[Openmp-commits] [PATCH] D136641: [OPENMP] Fast cross-team reduction (xteamr) helper functions.
Greg Rodgers via Phabricator via Openmp-commits
openmp-commits at lists.llvm.org
Mon Oct 24 14:59:13 PDT 2022
gregrodgers created this revision.
Herald added subscribers: guansong, yaxunl.
Herald added a project: All.
gregrodgers requested review of this revision.
Herald added a reviewer: jdoerfert.
Herald added subscribers: openmp-commits, sstefan1.
Herald added a project: OpenMP.
This review creates new DeviceRTL helper functions to support reductions in
OpenMP that are 50 to over 100 times faster than current openmp reductions.
The clang codegen to call these functions is not complete.
However, this review contains an extensive test for all the functions by
simulating the reduction with OpenMP without the reduction clause.
The test does the equivalent reduction with current OpenMP to show correctness
and performance.
EXAMPLE: Given this OpenMP reduction code, which is a classic dot product
with double precision vectors.
double sum = 0.0;
#pragma omp target teams distribute parallel for map(tofrom: sum) reduction(+:sum)

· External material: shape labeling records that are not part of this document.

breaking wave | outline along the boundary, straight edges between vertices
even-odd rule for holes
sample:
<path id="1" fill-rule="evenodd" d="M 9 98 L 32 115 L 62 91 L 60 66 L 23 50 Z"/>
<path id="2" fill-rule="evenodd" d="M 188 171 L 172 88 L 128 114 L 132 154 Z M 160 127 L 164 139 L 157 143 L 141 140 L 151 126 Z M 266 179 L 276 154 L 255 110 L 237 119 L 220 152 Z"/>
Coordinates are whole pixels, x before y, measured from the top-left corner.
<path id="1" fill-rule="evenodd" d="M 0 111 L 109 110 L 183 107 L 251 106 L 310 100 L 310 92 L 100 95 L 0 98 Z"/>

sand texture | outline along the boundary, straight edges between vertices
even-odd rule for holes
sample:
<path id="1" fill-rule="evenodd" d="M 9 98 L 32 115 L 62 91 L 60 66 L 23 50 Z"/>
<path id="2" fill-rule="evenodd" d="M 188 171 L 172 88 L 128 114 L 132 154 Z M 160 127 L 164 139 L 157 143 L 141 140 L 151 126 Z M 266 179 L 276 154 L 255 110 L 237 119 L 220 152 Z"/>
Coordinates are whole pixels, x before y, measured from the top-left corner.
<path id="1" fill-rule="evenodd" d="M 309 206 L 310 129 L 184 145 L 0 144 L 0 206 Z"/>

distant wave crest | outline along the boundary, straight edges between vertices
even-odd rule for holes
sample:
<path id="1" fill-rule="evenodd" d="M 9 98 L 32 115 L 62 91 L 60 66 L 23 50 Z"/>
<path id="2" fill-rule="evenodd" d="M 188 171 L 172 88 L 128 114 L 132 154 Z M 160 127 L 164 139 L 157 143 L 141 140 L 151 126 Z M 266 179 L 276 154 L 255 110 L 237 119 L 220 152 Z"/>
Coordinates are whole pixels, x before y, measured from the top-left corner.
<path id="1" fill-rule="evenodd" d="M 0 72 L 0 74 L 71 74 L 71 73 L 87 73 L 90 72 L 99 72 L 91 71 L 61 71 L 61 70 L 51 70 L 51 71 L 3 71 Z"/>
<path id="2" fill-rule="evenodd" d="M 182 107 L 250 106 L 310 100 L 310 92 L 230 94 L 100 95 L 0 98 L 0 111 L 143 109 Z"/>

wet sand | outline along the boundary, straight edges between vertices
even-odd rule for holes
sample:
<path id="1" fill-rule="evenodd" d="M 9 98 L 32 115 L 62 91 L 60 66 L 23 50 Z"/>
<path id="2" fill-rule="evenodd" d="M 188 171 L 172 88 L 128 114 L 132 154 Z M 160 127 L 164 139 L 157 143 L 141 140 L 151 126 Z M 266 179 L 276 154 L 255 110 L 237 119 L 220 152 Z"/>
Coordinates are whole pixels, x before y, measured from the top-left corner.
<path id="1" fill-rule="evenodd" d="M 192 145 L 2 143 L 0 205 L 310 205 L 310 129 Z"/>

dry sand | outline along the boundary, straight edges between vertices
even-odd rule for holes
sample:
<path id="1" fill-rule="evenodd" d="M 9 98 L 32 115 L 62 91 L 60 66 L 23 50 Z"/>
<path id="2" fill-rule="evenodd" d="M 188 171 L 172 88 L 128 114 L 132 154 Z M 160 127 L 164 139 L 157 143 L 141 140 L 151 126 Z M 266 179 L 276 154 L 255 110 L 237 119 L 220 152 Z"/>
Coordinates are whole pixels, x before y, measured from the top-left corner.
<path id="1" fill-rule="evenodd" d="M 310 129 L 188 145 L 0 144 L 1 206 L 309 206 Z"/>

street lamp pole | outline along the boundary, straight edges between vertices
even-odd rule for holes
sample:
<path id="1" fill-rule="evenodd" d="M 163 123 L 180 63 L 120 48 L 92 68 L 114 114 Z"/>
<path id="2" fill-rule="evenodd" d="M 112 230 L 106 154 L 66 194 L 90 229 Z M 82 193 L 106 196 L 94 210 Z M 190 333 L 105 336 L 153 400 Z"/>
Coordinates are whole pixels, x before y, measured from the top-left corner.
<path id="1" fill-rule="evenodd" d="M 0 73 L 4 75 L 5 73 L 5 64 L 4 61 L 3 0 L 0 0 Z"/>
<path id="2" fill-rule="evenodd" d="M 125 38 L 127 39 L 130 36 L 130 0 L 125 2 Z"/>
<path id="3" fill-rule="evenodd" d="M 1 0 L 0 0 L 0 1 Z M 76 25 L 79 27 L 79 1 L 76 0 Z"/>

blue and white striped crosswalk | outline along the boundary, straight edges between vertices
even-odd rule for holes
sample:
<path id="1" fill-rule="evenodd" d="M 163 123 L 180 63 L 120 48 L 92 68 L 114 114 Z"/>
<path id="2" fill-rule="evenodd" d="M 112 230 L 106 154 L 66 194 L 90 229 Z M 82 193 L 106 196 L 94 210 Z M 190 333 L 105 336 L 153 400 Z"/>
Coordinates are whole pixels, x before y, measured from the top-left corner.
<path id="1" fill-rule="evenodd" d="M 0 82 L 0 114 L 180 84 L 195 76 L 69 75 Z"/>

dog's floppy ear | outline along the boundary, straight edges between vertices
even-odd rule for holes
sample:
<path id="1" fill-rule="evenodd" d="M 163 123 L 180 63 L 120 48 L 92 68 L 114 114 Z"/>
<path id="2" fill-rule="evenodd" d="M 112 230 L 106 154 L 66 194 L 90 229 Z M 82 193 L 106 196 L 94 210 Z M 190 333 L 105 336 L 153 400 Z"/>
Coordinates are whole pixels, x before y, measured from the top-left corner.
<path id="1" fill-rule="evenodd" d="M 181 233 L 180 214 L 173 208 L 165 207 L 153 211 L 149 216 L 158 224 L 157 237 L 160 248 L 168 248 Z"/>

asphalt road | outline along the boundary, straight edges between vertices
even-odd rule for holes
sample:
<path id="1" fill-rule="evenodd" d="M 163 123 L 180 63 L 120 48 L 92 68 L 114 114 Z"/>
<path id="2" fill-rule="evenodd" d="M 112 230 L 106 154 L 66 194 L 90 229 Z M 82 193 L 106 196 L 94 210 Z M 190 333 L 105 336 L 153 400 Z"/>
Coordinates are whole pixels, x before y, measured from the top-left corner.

for (int64_t i = 0; i < array_size; i++)
sum += a[i] * b[i];
A reduction is defined by two pair reduction functions and the reduction null
value (rnv). In the above example, the reduction is defined by the pair
reduction function summing two double values, a pair reduction function
summing two LDS doubles, and rnv = (double) 0. The pair reduction functions
for built-in sum reduction are __kmpc_rfun_sum_d and __kmpc_rfun_sum_lds_d.
See Xteamr.cpp file for definitions of all xteamr functions.
Currently, the xteamr helper functions support 8 data types and 6 thread
configurations, 3 thread confis for warpsize 32 and 3 for warpsize 64.
Clang will generate code equivalent to the following simulation of
the reduction in OpenMP with a target offload pragma NOT containing a
reduction clause.
#define _NUM_THREADS 512 // or 1024 or 256, number of waves must be power of 2
#define _NUM_TEAMS 80 // or get this value from ompx_get_device_num_units(devid)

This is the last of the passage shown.